Imparare a disciplinarsi, sta nell’educare se stessi per diventare saggi.
Lo psicologo Abraham Maslow nel 1954 pubblicò il libro Motivation and Personality, in cui classificò i bisogni e le necessità dell’uomo in uno schema. La Piramide di Maslow è suddivisa in cinque bisogni: fisiologici (base), sicurezza, di affetto/appartenenza, stima e in cima alla piramide il bisogno di autorealizzazione. In modo schematico potremmo dire che vi sono punti da tenere in considerazione per il benessere personale: 1) vivere il presente, non essere proiettati, verso il futuro; 2) esprimere il proprio talento, le proprie passioni; 3) mangiare sano, giusto sonno e relax; 4) non essere ossessionati dal parere altrui; 5) evitare i confronti con gli altri; 6) accettare i cambiamenti; 7) coccolarsi dalle piccole cose quotidiane.
Avere disponibile economica può dare maggiore libertà negli acquisti dei beni materiali (attimi di piacere), ma non è una fonte di garanzia per la felicità. La vera ricchezza è nella libertà del tempo da dedicare a noi stessi: meditazione, riflessioni, considerazioni, hobby e interessi.
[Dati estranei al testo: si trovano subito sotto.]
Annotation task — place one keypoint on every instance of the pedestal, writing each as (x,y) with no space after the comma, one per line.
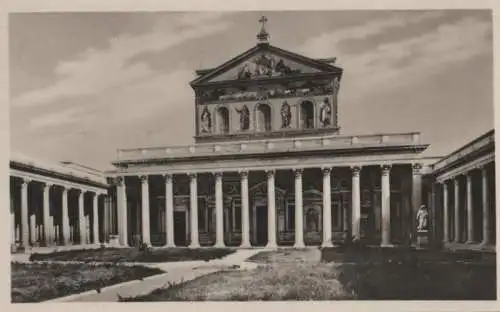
(422,240)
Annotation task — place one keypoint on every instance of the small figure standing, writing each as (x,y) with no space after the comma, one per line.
(244,117)
(422,219)
(206,121)
(286,115)
(325,112)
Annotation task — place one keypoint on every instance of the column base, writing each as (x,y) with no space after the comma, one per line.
(299,246)
(246,245)
(327,245)
(271,246)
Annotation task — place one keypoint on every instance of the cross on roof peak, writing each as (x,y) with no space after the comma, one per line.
(263,35)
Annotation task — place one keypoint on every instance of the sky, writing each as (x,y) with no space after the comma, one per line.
(83,85)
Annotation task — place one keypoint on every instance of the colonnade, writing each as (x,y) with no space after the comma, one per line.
(245,218)
(452,184)
(49,228)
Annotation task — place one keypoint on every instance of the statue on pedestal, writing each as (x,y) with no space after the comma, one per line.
(244,117)
(422,219)
(206,121)
(325,112)
(286,115)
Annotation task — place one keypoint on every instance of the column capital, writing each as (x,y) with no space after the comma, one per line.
(355,169)
(326,171)
(47,185)
(168,176)
(416,168)
(298,171)
(386,169)
(243,173)
(120,180)
(270,173)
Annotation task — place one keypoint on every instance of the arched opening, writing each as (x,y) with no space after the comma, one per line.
(223,119)
(307,114)
(263,117)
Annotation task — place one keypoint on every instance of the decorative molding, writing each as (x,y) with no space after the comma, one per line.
(385,169)
(356,170)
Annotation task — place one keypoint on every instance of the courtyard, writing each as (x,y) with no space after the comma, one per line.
(207,274)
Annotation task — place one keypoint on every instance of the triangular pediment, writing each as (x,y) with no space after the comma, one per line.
(261,62)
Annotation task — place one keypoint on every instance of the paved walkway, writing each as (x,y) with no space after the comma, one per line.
(176,272)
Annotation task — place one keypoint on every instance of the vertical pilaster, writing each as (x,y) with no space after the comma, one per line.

James Pennebaker psicologo dell’Università del Texas spiega come la “scrittura espressiva” possa creare effetti benefici per un viaggio introspettivo verso se stessi, cioè comprendere quello che davvero vorremmo per noi (conoscersi e riconoscere i nostri bisogni). Si tratta di soli quindici
minuti al giorno dove esprimere i dubbi, conflitti, desideri.
Della stessa impronta positiva è la “regola del minuto”. Un tipico esempio è quando ci sentiamo sommersi da mille impegni. La soluzione è iniziare da ciò che può essere risolto in breve tempo, così ci sentiremo utili e concreti. L’ottimismo deve essere realistico per Seligman, nel senso di non vedere il mondo roseo (“la sindrome di Pollyanna”). Ma sapere quali rischi e pericoli possiamo trovare nel nostro percorso evitando spiacevoli situazioni, oppure affrontarli con la giusta risolutezza.
Il pessimista è dubbioso sulla possibilità di essere artefice del suo destino, si arrende alla rassegnazione, autocommiserazione e passività. “Ognuno è tanto infelice quando crede di esserlo”. Lo diceva Seneca. L’infelicità affonda le sue radici nelle emozioni negative: ansia, aggressività, tristezza, rabbia e paura. Gli ostacoli servono a mettere in campo le migliori risorse.
In conclusione citiamo una massima di Zygmunt Bauman, in cui affermava che ‘la felicità più duratura è quella che arriva dopo aver superato le avversità. Quando finalmente si può dire: ”ce l‘ho fatta”.